Then there’s a world above that. A handful of palates who know of a decadent wine with travel in almost every bottle. Production limited to four acres of rare geology – very rare, a coincidence of a million and a half years, dating back to the first human ancestor. Some say four acres because that’s how far a virgin’s pheromones blow when she cums. Maybe true. Maybe not. But see where I’m headed ? First human ancestor, same mineral soil – the missing gene. A correction of nature. A unicorn vineyard, where the winemaker lives in the vines.
Have a great trip and see you when you get back,
It’s been almost a decade since this correspondence, and now looking back I find I can journey back dispassionately and illustrate that dark period with images I have collected over my travels. Lights Out in Wonderland or Le Divorce is best illustrated with this image from The National Gallery of Art in Washington DC – Georges Braque’s Le Jour or the day, with motifs of a pipe and a jar which in my interpretation represents the male and the female, two partners who are an integral part of this composition, with the knife taking center space in this still life by which Le Jour or the day is butchered in half. See below Georges Braque’s still life – Le Jour: http://Still life – Braque – Le Jour https://www.nga.gov/audio-video/audio/collection-highlights-east-building-english/still-life-le-jour-braque.html
It’s over, the story is done… I have just signed my divorce documents. Yes, right now, during these last few minutes, between our letters. I have accepted all, relinquished all just to end the story. And what a story! Ten years of endless anguish, harassment and intimidation right here in Geneva! This WHODUNNIT is now not a private question. I do hope one day the “WHO” is unravelled along with story.

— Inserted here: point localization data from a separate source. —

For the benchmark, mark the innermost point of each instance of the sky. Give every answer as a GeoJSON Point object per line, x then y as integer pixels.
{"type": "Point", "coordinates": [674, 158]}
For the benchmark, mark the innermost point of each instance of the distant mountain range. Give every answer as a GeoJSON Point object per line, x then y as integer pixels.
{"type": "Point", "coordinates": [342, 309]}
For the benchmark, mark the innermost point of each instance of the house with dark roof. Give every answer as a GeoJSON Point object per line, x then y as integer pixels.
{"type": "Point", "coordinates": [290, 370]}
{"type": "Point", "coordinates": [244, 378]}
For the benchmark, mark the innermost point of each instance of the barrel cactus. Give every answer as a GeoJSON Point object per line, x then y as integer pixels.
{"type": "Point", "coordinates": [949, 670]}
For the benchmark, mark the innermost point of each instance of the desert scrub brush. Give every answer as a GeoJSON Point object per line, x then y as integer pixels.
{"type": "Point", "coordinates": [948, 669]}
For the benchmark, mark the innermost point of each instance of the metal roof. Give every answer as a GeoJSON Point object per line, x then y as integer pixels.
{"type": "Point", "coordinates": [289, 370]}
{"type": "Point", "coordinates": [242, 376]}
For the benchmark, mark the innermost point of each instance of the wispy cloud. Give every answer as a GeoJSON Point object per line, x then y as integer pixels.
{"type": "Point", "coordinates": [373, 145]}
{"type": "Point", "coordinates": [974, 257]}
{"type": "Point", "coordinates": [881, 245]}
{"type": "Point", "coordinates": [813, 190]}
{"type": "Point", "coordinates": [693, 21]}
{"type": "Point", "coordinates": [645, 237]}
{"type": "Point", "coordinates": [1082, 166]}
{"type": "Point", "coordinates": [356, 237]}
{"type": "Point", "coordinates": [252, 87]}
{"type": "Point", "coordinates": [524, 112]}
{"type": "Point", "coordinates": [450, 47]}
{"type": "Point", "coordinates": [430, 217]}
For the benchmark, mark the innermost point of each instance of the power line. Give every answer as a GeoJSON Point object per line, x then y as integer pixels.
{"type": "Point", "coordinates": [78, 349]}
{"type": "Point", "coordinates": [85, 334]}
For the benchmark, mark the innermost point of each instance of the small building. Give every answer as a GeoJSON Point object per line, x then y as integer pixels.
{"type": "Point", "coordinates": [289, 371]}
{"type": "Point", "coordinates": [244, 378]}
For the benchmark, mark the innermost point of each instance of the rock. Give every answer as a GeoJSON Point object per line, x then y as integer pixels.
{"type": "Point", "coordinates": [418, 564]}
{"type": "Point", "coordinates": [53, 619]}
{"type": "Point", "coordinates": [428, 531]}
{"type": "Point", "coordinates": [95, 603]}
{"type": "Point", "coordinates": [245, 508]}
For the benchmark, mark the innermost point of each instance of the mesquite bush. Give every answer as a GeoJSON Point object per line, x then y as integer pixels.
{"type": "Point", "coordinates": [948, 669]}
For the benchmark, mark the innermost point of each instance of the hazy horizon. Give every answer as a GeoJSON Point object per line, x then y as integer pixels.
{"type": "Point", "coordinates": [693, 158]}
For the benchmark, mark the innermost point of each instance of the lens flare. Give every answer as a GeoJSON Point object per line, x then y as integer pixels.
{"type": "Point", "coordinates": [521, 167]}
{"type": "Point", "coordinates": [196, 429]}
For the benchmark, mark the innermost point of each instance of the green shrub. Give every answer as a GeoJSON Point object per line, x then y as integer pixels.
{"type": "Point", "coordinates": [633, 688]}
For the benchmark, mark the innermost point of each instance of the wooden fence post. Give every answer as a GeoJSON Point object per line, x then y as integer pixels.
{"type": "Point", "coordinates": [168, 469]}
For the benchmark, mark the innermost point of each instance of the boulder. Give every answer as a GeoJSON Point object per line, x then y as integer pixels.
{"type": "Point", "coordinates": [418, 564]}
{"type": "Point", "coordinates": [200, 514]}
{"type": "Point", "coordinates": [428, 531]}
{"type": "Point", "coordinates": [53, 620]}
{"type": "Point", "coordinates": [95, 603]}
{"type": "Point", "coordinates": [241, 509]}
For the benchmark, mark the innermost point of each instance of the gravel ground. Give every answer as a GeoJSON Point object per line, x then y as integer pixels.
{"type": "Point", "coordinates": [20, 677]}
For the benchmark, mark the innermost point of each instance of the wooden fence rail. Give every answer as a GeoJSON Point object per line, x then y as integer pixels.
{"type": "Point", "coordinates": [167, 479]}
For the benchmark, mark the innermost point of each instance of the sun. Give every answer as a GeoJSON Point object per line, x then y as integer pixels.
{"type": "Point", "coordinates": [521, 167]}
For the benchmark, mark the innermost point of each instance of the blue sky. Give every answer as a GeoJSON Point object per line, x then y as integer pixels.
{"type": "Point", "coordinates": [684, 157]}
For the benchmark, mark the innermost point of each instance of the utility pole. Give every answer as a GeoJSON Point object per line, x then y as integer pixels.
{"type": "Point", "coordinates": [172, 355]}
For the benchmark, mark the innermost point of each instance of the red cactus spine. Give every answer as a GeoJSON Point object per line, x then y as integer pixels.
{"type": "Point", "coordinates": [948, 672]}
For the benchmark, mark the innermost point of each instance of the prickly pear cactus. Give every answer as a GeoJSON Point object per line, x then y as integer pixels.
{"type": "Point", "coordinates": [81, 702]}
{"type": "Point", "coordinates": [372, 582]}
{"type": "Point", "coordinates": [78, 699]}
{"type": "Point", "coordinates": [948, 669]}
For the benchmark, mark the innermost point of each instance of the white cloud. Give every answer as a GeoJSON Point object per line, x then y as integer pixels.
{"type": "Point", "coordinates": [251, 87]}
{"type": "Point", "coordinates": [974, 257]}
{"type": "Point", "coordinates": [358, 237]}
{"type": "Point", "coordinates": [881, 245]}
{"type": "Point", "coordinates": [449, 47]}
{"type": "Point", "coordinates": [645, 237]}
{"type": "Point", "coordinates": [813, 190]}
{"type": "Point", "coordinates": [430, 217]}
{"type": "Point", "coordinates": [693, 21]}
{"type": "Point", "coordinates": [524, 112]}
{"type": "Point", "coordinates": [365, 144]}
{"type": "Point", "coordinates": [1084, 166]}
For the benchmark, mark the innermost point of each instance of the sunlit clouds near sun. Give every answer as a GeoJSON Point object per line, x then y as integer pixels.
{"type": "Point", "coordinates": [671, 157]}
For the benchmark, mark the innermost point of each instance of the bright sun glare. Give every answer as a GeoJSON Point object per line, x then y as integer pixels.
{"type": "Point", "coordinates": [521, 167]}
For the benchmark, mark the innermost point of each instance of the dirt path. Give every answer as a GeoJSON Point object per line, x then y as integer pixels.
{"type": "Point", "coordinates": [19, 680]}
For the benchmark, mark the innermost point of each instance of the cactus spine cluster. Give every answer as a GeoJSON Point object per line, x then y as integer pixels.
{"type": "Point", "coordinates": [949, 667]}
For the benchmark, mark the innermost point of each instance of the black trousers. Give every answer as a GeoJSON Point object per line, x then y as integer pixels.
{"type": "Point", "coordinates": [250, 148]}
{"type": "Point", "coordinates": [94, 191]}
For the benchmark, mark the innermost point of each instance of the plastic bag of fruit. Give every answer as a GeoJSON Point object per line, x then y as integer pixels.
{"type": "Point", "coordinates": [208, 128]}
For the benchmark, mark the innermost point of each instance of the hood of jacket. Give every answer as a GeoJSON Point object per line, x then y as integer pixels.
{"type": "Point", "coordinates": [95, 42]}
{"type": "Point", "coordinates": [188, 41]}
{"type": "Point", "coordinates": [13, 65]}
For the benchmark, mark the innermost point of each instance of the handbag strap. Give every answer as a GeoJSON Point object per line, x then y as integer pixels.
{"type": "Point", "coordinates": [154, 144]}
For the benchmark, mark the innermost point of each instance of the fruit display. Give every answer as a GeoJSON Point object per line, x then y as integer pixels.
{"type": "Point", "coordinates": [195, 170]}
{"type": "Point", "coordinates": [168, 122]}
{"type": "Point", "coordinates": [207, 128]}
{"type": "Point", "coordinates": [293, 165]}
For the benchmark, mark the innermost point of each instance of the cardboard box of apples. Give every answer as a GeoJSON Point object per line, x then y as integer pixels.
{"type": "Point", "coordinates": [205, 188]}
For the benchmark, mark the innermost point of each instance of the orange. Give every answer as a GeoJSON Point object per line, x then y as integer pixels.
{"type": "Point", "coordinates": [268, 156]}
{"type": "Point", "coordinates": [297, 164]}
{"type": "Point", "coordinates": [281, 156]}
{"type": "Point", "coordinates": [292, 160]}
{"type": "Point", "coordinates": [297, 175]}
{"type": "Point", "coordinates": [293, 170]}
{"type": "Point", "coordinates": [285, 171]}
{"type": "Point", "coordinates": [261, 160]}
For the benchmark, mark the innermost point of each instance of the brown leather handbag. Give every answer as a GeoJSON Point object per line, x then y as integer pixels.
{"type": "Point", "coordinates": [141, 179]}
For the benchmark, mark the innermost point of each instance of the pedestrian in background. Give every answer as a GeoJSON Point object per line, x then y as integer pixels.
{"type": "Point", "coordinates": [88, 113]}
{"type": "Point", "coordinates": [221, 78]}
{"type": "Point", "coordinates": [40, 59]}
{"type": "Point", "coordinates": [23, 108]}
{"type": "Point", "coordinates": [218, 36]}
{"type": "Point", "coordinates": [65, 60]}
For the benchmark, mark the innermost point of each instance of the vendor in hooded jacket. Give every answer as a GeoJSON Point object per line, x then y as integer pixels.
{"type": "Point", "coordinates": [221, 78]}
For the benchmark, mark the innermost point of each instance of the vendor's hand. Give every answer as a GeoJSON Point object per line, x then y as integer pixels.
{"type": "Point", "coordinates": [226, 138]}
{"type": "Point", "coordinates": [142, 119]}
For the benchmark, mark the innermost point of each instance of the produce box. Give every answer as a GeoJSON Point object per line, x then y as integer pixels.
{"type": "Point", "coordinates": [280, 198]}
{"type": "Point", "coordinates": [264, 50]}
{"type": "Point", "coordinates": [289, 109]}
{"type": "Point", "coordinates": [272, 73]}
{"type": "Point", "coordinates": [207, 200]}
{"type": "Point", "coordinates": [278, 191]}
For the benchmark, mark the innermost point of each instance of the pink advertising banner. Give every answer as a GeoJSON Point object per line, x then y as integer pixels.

My attorney/friend upon being told of my decision to take this final step, questioned, “why, why, why did you wait so long“, I waited in silence at the other end of the line sensing the anguish in her tone but realized that my story was much too long and deep to share over this brief conversation. It’s a story of ME, and all my pieces… a long story. A story that started on the lap of my father as an infant, then a child and finally a young girl who did her best to shine and impress her father with her charm, her memory and her creativity. I was always rewarded by my father’s words of encouragement and fascination with everything I did and everything I said. He often read too much into my silly words and praised too highly but that gave me reason enough to perform and pirouette which I did over and over again. As a child I sat on his lap as he read out along from his books especially the books on bird calls, till the point where I would mimic the bird call even before he turned the page. He trained me to mimic the calls of all the birds of Asia to a point where even the birds wouldn’t be able to distinguish. I then recited verses from memory and other pieces of information getting a “shahbash” (congratulations) every time. However, my most vivid memory was of reciting poetry while sitting next to my father who would often continue and complete the poems with the same passion as he infused in me the ideas behind the words weaving them into my matrix.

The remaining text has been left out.